DIARIO CÓRDOBA, Lunes 3-12-2012
Durante más de 30 diciembres hemos celebrado, con la justa ceguera que provoca la normalidad democrática, el milagro de una Constitución que nos permitió superar el túnel del franquismo y que nos abrió las puertas de las libertades. El éxito de nuestra transición y del sistema que alumbró en un país que acumulaba tantos fracasos políticos nos llevó a mitificar el proceso y a ponderar, por encima de sus miserias, las grandezas del régimen conquistado. Hoy, sin embargo, en este final de año en el que tan difícil resulta celebrar nada, las miradas empiezan a cambiar y se impone, como mínimo, la relectura de una Constitución que, por más que elástica que haya demostrado ser durante tres décadas, empieza a dar muestras de su agotamiento.
Uno de los aspectos positivos de la crisis está siendo la progresiva toma de conciencia por parte de la ciudadanía de las fallas de un sistema que se encuentra cada día más lejos de procurarnos seguridad jurídica, bienestar y justicia social. La crisis económica, y sobre todo la gestión que de ella están haciendo nuestros gobernantes, representa el mayor fracaso de la lógica del Estado de derecho y la traición reiterada a unos principios que creímos irrenunciables, tales como la igualdad, el pluralismo, la solidaridad o el sometimiento de los poderes al ordenamiento jurídico.
Somos muchos los españoles y las españolas que no votamos el texto de 1978 y que no participamos en un proceso político del que se han ensalzado las conquistas pero del que hasta poco se silenciaron las renuncias a las que obligó el consenso. Muchos de los males que aquejan nuestro modelo están relacionados con las cuestiones que o bien se dejaron abiertas o bien se cerraron en falso, privilegiando a determinados actores. En el primer caso es evidente la necesidad de replantear el Estado autonómico. En el segundo, es urgente poner el dedo en la llaga de un sistema de partidos omnívoro del que derivan la mayor parte de las dolencias que como un tumor se extienden por las instituciones. En este sentido debería ser más que evidente la necesidad de reformar el sistema electoral, de someter a controles efectivos a los partidos y a nuestros representantes, de revisar la configuración de instituciones de garantía que son prisioneras del juego político, así como reformar unas estructuras administrativas ineficaces y que, además, amparan los vicios de los profesionales de la política.
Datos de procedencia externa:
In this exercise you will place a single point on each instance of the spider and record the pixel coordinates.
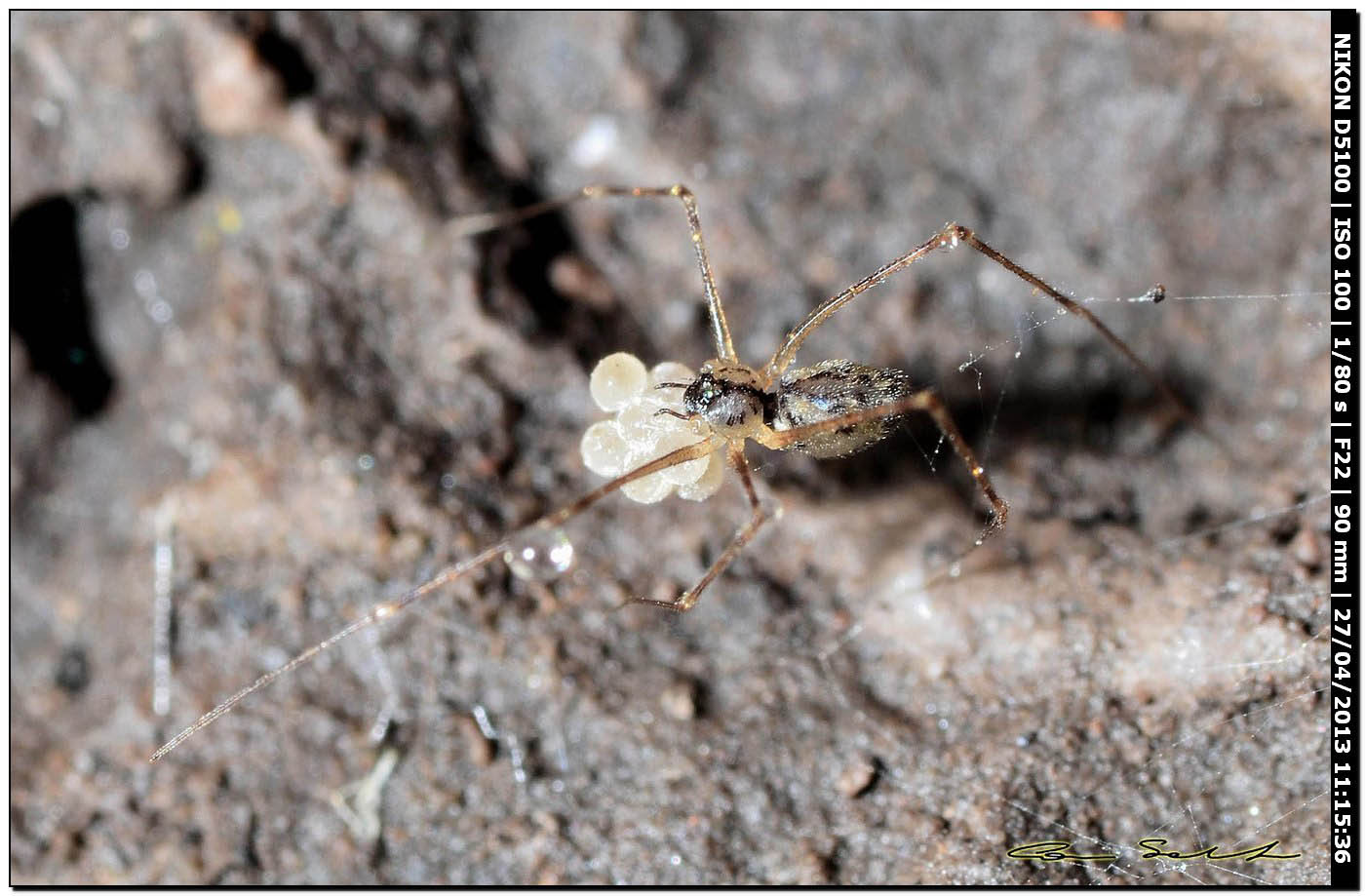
(828, 409)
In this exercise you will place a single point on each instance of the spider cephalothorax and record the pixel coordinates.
(651, 447)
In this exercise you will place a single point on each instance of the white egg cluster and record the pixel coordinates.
(639, 433)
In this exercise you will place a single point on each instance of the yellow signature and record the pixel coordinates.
(1150, 847)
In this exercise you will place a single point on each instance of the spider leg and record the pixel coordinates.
(741, 538)
(473, 224)
(386, 609)
(949, 238)
(924, 401)
(955, 232)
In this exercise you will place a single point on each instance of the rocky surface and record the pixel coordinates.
(248, 348)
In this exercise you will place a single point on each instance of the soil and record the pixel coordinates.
(255, 373)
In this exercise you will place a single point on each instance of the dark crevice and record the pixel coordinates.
(50, 307)
(522, 255)
(195, 171)
(283, 57)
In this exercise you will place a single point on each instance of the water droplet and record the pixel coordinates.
(539, 555)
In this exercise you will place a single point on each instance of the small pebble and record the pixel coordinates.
(679, 701)
(857, 777)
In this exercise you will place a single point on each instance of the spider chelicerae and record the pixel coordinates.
(826, 409)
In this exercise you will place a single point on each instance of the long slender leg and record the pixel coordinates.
(386, 609)
(924, 401)
(949, 238)
(741, 538)
(720, 328)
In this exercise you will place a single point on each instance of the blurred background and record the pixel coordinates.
(258, 384)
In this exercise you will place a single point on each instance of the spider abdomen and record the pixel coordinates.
(835, 388)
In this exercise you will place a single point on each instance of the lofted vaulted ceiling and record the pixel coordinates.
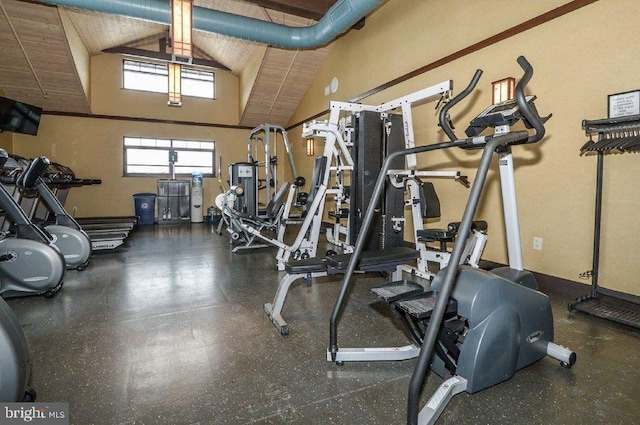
(37, 63)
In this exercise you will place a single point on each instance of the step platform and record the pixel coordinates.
(394, 291)
(421, 306)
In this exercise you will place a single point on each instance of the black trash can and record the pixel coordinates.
(145, 204)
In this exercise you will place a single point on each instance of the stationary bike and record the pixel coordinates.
(30, 264)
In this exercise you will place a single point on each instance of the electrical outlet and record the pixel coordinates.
(537, 243)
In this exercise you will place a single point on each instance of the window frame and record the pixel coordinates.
(167, 149)
(187, 73)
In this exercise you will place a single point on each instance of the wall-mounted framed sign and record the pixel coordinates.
(624, 104)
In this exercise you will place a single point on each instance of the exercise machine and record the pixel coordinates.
(614, 135)
(15, 362)
(479, 326)
(30, 262)
(68, 236)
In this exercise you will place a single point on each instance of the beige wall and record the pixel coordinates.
(92, 147)
(576, 67)
(109, 98)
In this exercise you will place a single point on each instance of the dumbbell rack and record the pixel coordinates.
(618, 135)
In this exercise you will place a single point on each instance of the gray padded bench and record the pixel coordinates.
(387, 260)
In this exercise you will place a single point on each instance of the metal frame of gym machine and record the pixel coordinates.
(268, 135)
(402, 177)
(502, 139)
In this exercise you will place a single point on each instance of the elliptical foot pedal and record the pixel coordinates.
(421, 306)
(394, 291)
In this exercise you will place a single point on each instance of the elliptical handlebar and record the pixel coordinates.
(442, 118)
(528, 112)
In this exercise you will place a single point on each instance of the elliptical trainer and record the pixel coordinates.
(479, 326)
(15, 366)
(68, 236)
(29, 262)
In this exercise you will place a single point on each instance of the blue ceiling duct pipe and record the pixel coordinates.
(339, 18)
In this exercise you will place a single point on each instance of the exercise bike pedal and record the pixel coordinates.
(421, 306)
(399, 290)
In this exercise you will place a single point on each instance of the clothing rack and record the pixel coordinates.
(618, 135)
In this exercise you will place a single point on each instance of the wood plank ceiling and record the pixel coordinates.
(49, 78)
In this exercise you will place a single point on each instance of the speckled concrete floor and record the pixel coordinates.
(169, 329)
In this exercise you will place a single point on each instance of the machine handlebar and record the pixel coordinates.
(528, 112)
(442, 119)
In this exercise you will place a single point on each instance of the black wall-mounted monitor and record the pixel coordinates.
(19, 117)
Todo ello en el marco de un modelo absolutamente insostenible de 17 mini-Estados que reproducen y multiplican los vicios centrales.
Junto a esas urgentes reformas, creo que también ha llegado el momento de plantearnos cuestiones de mayor calado constitucional como la misma opción por la Jefatura de Estado monárquica, el esquema de relaciones con las confesiones religiosas que ha permitido la prórroga de una "confesionalidad encubierta" o el sistema de garantías de unos derechos fundamentales que demuestran su ineficacia en unos tiempos en que se rearma la ley del más fuerte. Todo ello necesariamente acompañado de un compromiso cívico mucho más hondo y permanente por parte de una ciudadanía que, debemos entonar el mea culpa, durante los años de euforia permanecimos ausentes del espacio público. Algo que ha venido muy bien a todos los que, de esa manera, se han sentido legitimados para poner sus intereses particulares por encima de los generales.
Es el momento, pues, de parir nuevos discursos, de encontrar liderazgos renovados, de poner las bases de un proceso constituyente que nos acerque al objetivo de la sociedad democrática avanzada, el cual, de momento, no pasa de ser poesía facilona del preámbulo constitucional. Es necesario poner un punto y aparte y, desde la valentía que implica mirar hacia el futuro, comenzar sin ira a pactar un nuevo contrato que nos permita reconocernos. Desde el convencimiento de que cada generación tiene derecho a tener su propia Constitución.